The The Wall Street Journal, in a follow-up story, reported that the exchange will be run as usual for trading on Monday.
According its own Web site, Directors Desk is used by 10,000 directors at Fortune 500 sized companies. That's a trove of information, so no shocker the system was targeted.
The Nasdaq OMX was no slouch when it comes to security, either:
"Operational Security
Our policies comply with the ISO27001 security standard, providing multiple levels of protection to guard our clients' confidential data against undesired access. The ISO27001 standard includes employee background screening; policies that restrict physical and logical access to classified information; management of information systems; firewalling; intrusion detection; risk assessment; and guaranteed destruction of expired data.
Application Security
Directors Desk provides multiple layers of security to protect our clients' most vital corporate records.
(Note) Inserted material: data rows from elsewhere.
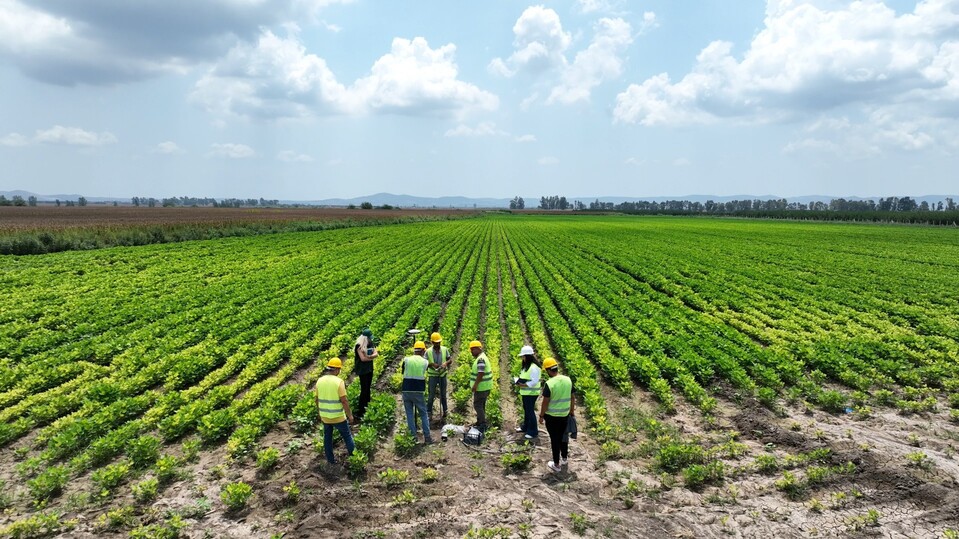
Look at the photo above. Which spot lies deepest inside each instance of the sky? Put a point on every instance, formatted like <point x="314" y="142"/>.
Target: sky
<point x="314" y="99"/>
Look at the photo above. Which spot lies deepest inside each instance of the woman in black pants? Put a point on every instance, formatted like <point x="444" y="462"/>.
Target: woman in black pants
<point x="558" y="407"/>
<point x="363" y="354"/>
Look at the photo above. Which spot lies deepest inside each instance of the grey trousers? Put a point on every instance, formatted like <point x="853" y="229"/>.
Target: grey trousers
<point x="479" y="404"/>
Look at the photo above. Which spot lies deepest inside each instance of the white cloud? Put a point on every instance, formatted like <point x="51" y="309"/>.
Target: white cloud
<point x="592" y="6"/>
<point x="289" y="156"/>
<point x="232" y="151"/>
<point x="73" y="136"/>
<point x="540" y="47"/>
<point x="274" y="78"/>
<point x="168" y="148"/>
<point x="278" y="78"/>
<point x="601" y="61"/>
<point x="547" y="161"/>
<point x="14" y="139"/>
<point x="649" y="22"/>
<point x="809" y="58"/>
<point x="484" y="129"/>
<point x="105" y="41"/>
<point x="540" y="44"/>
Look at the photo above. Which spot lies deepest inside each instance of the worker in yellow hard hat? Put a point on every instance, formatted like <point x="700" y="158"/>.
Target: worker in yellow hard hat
<point x="438" y="357"/>
<point x="414" y="385"/>
<point x="482" y="383"/>
<point x="558" y="406"/>
<point x="333" y="408"/>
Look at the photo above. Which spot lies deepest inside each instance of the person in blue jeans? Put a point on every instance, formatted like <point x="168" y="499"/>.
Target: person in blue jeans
<point x="334" y="409"/>
<point x="528" y="385"/>
<point x="414" y="386"/>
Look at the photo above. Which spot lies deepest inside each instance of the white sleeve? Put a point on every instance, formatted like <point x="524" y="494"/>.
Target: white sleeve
<point x="533" y="376"/>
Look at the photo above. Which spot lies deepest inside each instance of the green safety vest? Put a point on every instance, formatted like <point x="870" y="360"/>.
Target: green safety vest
<point x="328" y="393"/>
<point x="560" y="391"/>
<point x="434" y="360"/>
<point x="486" y="384"/>
<point x="414" y="374"/>
<point x="527" y="391"/>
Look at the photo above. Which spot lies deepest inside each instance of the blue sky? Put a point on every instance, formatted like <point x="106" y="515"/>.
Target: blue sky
<point x="311" y="99"/>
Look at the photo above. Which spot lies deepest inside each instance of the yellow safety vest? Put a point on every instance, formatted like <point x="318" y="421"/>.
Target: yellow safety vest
<point x="527" y="391"/>
<point x="560" y="391"/>
<point x="435" y="359"/>
<point x="328" y="393"/>
<point x="486" y="383"/>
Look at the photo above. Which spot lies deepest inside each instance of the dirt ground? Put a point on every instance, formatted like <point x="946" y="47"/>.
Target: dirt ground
<point x="601" y="494"/>
<point x="50" y="218"/>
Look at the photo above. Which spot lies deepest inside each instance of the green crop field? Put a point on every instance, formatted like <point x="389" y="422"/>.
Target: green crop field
<point x="117" y="365"/>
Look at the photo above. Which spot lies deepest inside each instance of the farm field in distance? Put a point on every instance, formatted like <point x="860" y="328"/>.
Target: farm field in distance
<point x="734" y="378"/>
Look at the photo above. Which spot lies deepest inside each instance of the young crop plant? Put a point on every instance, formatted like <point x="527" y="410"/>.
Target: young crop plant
<point x="267" y="459"/>
<point x="393" y="478"/>
<point x="147" y="490"/>
<point x="516" y="462"/>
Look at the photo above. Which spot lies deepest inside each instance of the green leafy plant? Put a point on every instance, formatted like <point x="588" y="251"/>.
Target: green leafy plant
<point x="147" y="490"/>
<point x="405" y="498"/>
<point x="516" y="462"/>
<point x="267" y="459"/>
<point x="394" y="478"/>
<point x="167" y="469"/>
<point x="404" y="444"/>
<point x="49" y="483"/>
<point x="292" y="492"/>
<point x="110" y="477"/>
<point x="430" y="475"/>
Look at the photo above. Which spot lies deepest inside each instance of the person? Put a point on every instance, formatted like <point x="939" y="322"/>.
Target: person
<point x="529" y="387"/>
<point x="414" y="385"/>
<point x="558" y="406"/>
<point x="482" y="383"/>
<point x="363" y="354"/>
<point x="439" y="360"/>
<point x="334" y="409"/>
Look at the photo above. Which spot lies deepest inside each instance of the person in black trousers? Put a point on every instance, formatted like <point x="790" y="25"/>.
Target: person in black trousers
<point x="558" y="407"/>
<point x="363" y="354"/>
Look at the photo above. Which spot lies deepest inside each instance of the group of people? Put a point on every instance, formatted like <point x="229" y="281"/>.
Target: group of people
<point x="425" y="375"/>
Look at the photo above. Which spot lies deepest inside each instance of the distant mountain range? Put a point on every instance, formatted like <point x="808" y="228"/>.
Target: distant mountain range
<point x="410" y="201"/>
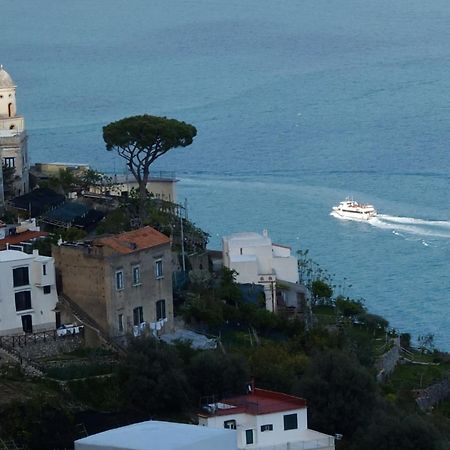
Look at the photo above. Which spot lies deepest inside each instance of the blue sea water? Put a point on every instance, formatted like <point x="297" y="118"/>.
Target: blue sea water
<point x="298" y="103"/>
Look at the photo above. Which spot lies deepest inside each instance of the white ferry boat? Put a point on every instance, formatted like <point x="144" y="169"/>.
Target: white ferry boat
<point x="349" y="209"/>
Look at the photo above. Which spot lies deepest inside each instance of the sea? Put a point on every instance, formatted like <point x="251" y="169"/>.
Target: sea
<point x="298" y="104"/>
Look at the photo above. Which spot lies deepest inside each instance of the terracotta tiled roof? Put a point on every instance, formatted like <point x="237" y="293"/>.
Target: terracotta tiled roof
<point x="134" y="241"/>
<point x="21" y="237"/>
<point x="260" y="401"/>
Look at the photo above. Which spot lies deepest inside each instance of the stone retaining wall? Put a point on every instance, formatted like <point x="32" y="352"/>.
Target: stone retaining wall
<point x="434" y="394"/>
<point x="48" y="348"/>
<point x="386" y="363"/>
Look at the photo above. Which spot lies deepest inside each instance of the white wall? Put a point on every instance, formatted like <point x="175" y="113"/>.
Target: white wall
<point x="247" y="421"/>
<point x="42" y="305"/>
<point x="286" y="269"/>
<point x="155" y="435"/>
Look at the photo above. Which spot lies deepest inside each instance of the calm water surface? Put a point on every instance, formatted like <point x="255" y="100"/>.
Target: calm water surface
<point x="297" y="103"/>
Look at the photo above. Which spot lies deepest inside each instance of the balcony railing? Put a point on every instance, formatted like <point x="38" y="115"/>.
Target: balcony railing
<point x="316" y="444"/>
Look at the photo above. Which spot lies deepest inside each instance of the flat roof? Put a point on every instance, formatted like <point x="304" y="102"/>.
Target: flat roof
<point x="249" y="239"/>
<point x="25" y="236"/>
<point x="133" y="241"/>
<point x="154" y="435"/>
<point x="13" y="255"/>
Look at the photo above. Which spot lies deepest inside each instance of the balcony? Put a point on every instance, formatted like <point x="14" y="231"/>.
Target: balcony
<point x="325" y="443"/>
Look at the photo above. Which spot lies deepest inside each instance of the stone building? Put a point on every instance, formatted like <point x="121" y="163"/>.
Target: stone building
<point x="123" y="282"/>
<point x="13" y="137"/>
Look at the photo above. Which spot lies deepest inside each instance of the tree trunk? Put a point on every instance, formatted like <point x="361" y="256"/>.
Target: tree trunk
<point x="142" y="201"/>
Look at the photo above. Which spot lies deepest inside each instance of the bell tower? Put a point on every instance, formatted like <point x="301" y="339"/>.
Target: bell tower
<point x="13" y="141"/>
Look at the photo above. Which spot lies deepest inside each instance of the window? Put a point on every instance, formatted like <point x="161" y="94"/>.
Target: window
<point x="23" y="300"/>
<point x="27" y="323"/>
<point x="9" y="162"/>
<point x="119" y="280"/>
<point x="138" y="315"/>
<point x="290" y="422"/>
<point x="160" y="309"/>
<point x="230" y="424"/>
<point x="136" y="270"/>
<point x="20" y="276"/>
<point x="158" y="269"/>
<point x="249" y="437"/>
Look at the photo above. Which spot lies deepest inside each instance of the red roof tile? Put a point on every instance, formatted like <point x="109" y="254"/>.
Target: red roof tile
<point x="134" y="241"/>
<point x="261" y="401"/>
<point x="21" y="237"/>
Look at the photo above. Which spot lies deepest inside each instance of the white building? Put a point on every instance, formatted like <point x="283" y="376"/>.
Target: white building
<point x="27" y="292"/>
<point x="257" y="260"/>
<point x="155" y="435"/>
<point x="13" y="137"/>
<point x="266" y="420"/>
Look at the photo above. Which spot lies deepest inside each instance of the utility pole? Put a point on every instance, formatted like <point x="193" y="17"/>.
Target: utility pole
<point x="183" y="262"/>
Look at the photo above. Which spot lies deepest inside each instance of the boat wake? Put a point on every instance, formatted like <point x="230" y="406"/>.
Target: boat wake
<point x="402" y="226"/>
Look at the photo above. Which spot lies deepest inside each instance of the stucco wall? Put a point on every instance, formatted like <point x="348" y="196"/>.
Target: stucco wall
<point x="42" y="305"/>
<point x="82" y="279"/>
<point x="89" y="278"/>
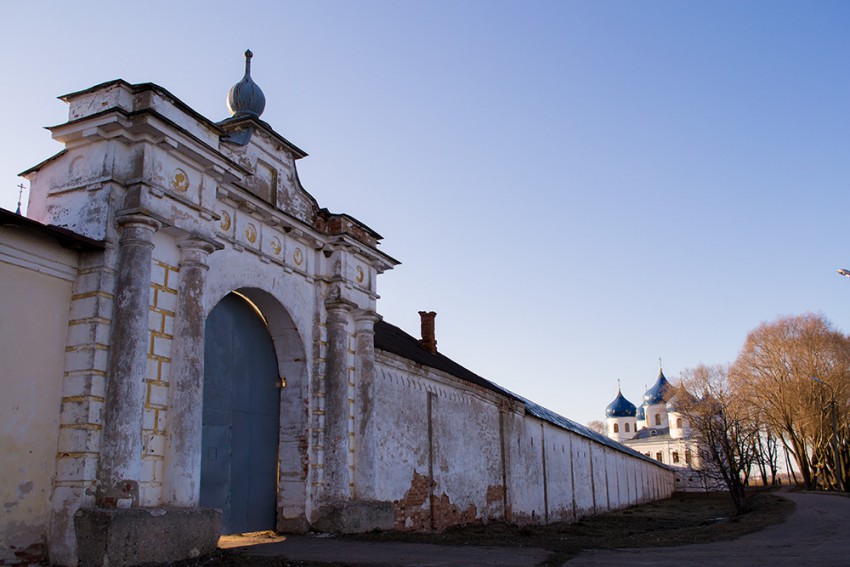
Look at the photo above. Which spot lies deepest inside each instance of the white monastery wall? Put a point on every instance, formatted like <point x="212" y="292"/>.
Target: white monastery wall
<point x="36" y="277"/>
<point x="453" y="452"/>
<point x="185" y="211"/>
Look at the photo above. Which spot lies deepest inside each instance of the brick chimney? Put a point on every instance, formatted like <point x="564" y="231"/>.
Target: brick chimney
<point x="428" y="341"/>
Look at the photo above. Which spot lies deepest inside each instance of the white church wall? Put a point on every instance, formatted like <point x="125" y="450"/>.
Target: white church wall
<point x="525" y="475"/>
<point x="559" y="484"/>
<point x="36" y="278"/>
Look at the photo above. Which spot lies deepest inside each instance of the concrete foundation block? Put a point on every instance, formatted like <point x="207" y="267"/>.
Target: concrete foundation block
<point x="354" y="517"/>
<point x="136" y="536"/>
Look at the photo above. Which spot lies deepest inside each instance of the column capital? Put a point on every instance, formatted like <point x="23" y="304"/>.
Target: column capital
<point x="138" y="220"/>
<point x="339" y="305"/>
<point x="364" y="321"/>
<point x="194" y="251"/>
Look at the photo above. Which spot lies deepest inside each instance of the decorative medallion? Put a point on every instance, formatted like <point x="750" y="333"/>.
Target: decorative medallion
<point x="180" y="181"/>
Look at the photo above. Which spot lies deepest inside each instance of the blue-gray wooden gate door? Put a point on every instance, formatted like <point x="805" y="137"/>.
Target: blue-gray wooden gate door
<point x="241" y="417"/>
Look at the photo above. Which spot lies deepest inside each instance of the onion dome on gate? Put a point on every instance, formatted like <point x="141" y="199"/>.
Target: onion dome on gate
<point x="245" y="97"/>
<point x="620" y="407"/>
<point x="655" y="395"/>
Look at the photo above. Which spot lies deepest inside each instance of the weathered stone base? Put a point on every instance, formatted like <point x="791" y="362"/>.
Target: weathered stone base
<point x="144" y="535"/>
<point x="298" y="525"/>
<point x="354" y="517"/>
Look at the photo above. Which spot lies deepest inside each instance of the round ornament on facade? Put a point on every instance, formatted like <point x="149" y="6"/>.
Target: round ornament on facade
<point x="179" y="181"/>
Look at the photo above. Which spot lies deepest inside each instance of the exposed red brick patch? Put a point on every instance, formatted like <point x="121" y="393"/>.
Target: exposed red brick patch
<point x="412" y="511"/>
<point x="415" y="513"/>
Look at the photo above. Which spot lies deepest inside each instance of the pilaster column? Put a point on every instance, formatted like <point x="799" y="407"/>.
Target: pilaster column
<point x="364" y="404"/>
<point x="337" y="471"/>
<point x="182" y="474"/>
<point x="121" y="440"/>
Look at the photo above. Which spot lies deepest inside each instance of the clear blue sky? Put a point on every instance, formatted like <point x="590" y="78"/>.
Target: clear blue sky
<point x="577" y="188"/>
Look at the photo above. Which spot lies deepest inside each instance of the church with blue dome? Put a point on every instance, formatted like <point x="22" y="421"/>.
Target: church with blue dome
<point x="657" y="430"/>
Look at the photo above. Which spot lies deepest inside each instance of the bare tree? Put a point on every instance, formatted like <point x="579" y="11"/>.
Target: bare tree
<point x="775" y="372"/>
<point x="722" y="428"/>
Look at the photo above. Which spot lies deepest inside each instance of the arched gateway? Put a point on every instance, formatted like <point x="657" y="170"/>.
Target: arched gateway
<point x="241" y="417"/>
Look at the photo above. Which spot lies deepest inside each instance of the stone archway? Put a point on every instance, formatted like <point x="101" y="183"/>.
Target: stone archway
<point x="260" y="479"/>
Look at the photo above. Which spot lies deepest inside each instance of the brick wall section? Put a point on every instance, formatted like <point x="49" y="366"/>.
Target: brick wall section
<point x="320" y="350"/>
<point x="84" y="379"/>
<point x="352" y="351"/>
<point x="164" y="280"/>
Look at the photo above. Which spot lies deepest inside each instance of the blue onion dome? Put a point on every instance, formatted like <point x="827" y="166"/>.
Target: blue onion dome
<point x="620" y="407"/>
<point x="655" y="395"/>
<point x="245" y="97"/>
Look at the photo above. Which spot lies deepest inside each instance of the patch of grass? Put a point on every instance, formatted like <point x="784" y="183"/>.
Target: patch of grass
<point x="683" y="519"/>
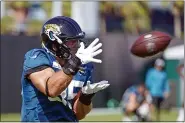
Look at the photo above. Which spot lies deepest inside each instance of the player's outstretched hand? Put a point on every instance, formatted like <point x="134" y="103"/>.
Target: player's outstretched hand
<point x="86" y="55"/>
<point x="95" y="87"/>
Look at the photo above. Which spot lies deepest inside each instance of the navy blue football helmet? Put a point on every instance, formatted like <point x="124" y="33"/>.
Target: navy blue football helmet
<point x="57" y="31"/>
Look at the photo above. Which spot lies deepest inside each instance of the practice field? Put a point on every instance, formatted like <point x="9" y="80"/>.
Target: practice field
<point x="165" y="116"/>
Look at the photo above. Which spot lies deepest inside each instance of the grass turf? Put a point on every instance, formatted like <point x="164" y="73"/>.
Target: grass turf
<point x="165" y="116"/>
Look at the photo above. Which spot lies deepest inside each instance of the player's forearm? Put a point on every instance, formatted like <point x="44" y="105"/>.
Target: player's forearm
<point x="81" y="110"/>
<point x="58" y="83"/>
<point x="60" y="80"/>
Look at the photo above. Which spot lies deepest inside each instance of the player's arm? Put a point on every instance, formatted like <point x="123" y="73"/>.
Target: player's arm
<point x="132" y="104"/>
<point x="52" y="83"/>
<point x="179" y="70"/>
<point x="80" y="109"/>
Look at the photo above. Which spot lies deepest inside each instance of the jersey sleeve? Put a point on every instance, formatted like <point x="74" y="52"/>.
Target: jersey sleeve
<point x="35" y="61"/>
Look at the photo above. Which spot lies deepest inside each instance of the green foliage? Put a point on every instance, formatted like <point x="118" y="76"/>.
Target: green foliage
<point x="7" y="24"/>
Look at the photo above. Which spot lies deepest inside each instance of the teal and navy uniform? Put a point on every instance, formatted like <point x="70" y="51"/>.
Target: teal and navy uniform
<point x="38" y="107"/>
<point x="157" y="83"/>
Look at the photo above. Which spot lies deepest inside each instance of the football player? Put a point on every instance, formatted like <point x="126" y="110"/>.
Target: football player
<point x="56" y="79"/>
<point x="136" y="103"/>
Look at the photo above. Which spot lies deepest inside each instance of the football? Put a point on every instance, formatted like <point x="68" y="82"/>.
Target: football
<point x="150" y="44"/>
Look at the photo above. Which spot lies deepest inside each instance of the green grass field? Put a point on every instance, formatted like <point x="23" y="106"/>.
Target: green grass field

User authentication is tightly controlled through "strong passwords," fully encrypted transport, procedures surrounding account activation, and encryption of all service level passwords in the system.
Role-based security protocols control which content is available to each user upon logging in.
Network and host-based Intrusion Detection Systems (IDS) protect all hardware and applications in the Directors Desk server farm
"
Complying with security standards, having good authentication and authorization systems in place is great. So are IDS systems. But no matter how many layers of security are in place, what matters is how well it's all orchestrated together. That's why lists of standards being adhered to, as well as security technologies in place don't really tell us much about how secure an organization is.
So far, not much information about this hack. Hopefully, Nasdaq is correct, and no customer information was stolen. But we still don't know who was behind the attack, and can only assume that it was board secrets that the attackers sought.